In the case of Rep. Giffords, in the minutes following the initial reports of the shooting, a number of outlets reported that the congresswoman had been killed, and these reports made their way onto Twitter — in some cases because the reporters for those news outlets posted them, and in other cases because users heard or saw the reports and then tweeted about them. For hours after the shooting these erroneous reports continued to circulate, even after the reporters and media outlets themselves had posted corrections. Andy Carvin of National Public Radio, for example, spent a considerable amount of time correcting people about the report that he posted, but it continued to be re-tweeted.
This led to a discussion by a number of journalists (including me) in the days that followed, about how to handle an incorrect tweet. Should it be deleted, to prevent the error from being circulated any further? A number of reporters and bloggers said that it should — but others, such as Salon founder Scott Rosenberg and Carvin (who described his thoughts in this comment at Lost Remote), argued that the error should be allowed to remain, but that whoever posted it should do their best to update Twitter with the correct information, and respond to those re-tweeting it by telling them of the mistake. Craig Silverman of Regret The Error, who wrote a post cataloguing the erroneous reports, has also described a way in which Twitter could implement a correction function, by tying any correction to the original tweet so that everyone who saw the original would then see the update.
The problem with this approach, of course, is that Twitter is by definition a stream of content. Parts of it can be posted on blogs by using a number of tools — including the company’s own Blackbird Pie feature, as well as Storify and Curated.by — but the stream never stops flowing, and during breaking news events it flows so quickly it’s almost impossible to filter it all. And because it is an asynchronous experience, meaning people step away from it and then come back repeatedly, and therefore don’t see every tweet even from the people they follow, there is no way to guarantee that everyone is going to see an update or a correction, or to stop them from re-tweeting incorrect information (although someone suggested Twitter could allow users to block tweets from being re-tweeted).

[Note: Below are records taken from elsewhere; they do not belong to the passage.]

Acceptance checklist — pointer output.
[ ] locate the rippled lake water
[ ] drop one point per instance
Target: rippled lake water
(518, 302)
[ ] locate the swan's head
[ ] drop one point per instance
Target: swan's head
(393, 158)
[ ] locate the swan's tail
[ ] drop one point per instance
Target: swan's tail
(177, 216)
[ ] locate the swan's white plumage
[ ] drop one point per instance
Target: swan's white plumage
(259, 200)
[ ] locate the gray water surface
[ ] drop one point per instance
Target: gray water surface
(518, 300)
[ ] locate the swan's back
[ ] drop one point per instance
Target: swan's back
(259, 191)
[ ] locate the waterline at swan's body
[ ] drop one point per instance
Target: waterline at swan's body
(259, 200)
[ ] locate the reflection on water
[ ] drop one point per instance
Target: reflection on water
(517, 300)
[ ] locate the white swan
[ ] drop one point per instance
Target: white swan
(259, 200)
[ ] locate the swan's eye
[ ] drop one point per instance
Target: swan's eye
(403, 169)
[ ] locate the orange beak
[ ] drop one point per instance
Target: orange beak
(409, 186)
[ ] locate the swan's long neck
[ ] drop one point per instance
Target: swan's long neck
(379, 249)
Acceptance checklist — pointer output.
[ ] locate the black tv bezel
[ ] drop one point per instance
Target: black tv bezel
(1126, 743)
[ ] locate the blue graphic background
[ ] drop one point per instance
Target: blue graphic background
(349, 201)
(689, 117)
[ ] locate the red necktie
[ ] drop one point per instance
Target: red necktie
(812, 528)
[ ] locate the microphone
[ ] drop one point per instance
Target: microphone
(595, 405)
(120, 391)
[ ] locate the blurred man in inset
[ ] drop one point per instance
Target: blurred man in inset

It’s possible that Twitter might be able to either embed corrections or tie errors and updates together using its so-called Annotations feature, which the company was working on last year and had originally hoped to launch in the fall. But work on that project was apparently put on hold while the company launched a revamped website version of the service, and while it sorted out the management changes that saw Dick Costolo take over as CEO from founder Evan Williams. It’s not clear whether Annotations will be revived, but the idea behind it was that information about a tweet — or “meta data” such as location or a number of other variables — could be attached to it as it travelled through the network, something that might work for corrections as well.
Twitter isn’t the only medium that has had to worry about corrections, obviously. Traditional media have struggled with the issue as well, with newspapers often running corrections days or weeks after a mistake was made, with no real indication of what the actual error was. In a sense, Twitter is like a real-time, distributed version of a news-wire service such as Reuters or Associated Press; when those services post something that is wrong, they simply send out an update to their customers, and hope that no one has published it in the paper or online yet. Twitter’s great strength is that it allows anyone to publish — and re-publish — information instantly, and distribute that information to hundreds of thousands or even millions of people within minutes. But when a mistake gets distributed, there’s no single source that can send out a correction.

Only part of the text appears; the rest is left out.